I put up a casual post about a data visualization project a while back. Apparently a lot of people are interested in (or fighting with?) Excel for heatmaps, because it keeps getting a LOT of traffic. Maybe I should capture that traffic and create a heatmap? Humor..
The same project for the client-who-must-not-be-named continues. They LOVE heat maps. Every data set, they want a heat map. I've said over and over that it's only relevant when we're making a consistent single comparison, but OK, you wanna heatmap...
I was looking at a very high-level summary, showing pricing across 8 product lines, with 30 varying tiers, for 6 different regions. (mumble mumble 30 x 6 = 180). You wanna heatmap, we gotta heatmap (Select Range - Conditional Formatting - Color Scales). I suggest clicking that to see a larger version.
There are really two heatmaps here - the pricing in C:H, and a mirrored % set in J:O. Just look at the macro-level color pattern - identical, right?
It bugged me a bit, though, because the range is just nuts - from $73.30 to $1,767.24. Lots of stuff in the yellow middle. It bugged me because the groups aren't necessarily interchangable, where the tiers might be.
So I tried something a little more elaborate:
The punchline here, in terms of visual communication, is that this is the same data. If you can, look back and forth at the small versions of these pictures. It's a really different pattern. Wow, those Region 3 & Region 4 guys are good (green). What the heck is going on with Group E in Region 2, and Group F in Region 5. And so on, and so on.
My contention is, there's no way in heck to spot those comparisons by looking at the numbers. It's just not going to happen. Your brain isn't going to hang on to the relationships between 180 different numbers.
OK - quickly - HOW this was done with Conditional Formatting rules. First one - the whole range is a single comparison ("Rule"):
To make the second one - group-by-group - required selecting just the range for a group (e.g. C3:H3 for the first group), and applying conditional formatting for that range. Lather, rinse, repeat.
You can see the list of separate rules here:
Now, I suppose we could have an interesting argument about whether this is a good approach. The color-coding between Groups is not absolutely consistent. $300 may come up RED in one group, and GREEN in another, and you aren't going to spot the really high prices for the set as a whole, or have a sense for which region or group is relatively low-priced or relatively high-priced.
Well...yeah, that's why we did both heat maps, but let's leave that aside for a moment.
The visual-communications question decision/question should be, does one of these color-coding approaches reveal more meaning in the data?
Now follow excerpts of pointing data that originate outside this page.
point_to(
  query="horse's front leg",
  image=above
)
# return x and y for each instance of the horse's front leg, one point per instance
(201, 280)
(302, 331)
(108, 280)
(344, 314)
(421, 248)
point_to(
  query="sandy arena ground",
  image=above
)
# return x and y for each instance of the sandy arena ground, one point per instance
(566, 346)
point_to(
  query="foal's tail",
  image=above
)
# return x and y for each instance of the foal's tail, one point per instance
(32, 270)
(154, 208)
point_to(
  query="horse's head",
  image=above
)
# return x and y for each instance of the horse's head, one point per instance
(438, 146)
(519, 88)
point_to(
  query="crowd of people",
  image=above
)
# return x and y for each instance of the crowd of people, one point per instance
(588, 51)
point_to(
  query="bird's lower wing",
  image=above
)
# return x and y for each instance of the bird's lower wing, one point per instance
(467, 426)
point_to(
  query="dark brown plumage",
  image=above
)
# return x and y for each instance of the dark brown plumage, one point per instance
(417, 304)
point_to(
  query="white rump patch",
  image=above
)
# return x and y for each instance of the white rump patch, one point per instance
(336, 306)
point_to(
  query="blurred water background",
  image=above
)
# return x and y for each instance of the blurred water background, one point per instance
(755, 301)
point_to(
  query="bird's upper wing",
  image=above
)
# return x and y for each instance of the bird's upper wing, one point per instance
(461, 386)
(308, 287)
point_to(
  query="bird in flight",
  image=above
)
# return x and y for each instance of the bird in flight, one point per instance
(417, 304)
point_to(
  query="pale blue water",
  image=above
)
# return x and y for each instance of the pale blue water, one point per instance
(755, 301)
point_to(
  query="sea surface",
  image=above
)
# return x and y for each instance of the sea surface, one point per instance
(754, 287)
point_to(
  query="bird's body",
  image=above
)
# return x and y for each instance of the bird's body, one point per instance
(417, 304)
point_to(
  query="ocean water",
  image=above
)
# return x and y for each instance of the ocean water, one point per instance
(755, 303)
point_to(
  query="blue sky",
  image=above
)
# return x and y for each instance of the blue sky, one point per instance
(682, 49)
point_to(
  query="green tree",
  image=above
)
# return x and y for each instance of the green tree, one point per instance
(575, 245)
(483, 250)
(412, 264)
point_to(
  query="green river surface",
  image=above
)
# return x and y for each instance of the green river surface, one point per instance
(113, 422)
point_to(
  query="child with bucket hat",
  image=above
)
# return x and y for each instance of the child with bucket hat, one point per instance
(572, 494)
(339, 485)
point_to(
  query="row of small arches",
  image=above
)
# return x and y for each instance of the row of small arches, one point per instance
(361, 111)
I think the second one does.
It's pretty simple - axiomatic, even. Because we used additional structure in the data (the Group blocks), we revealed more about the data. The one-big-block heatmap didn't access that structure, so of course it had nothing to say (visually) about that dimension of the data.
FWIW I wouldn't have used the color-coding for the different groups (Columns A:B). It detracts from the meaningful color-coding of the data. Others' presentation decisions went into that choice. Oh well.
One non-obvious note - spending a little time getting consistent-sized columns, and finessing the gridlines, helps make this a more accurate mechanism for communication.
PS auto-correct wants "heatmap" to be "heat map." I don't buy it. Thoughts?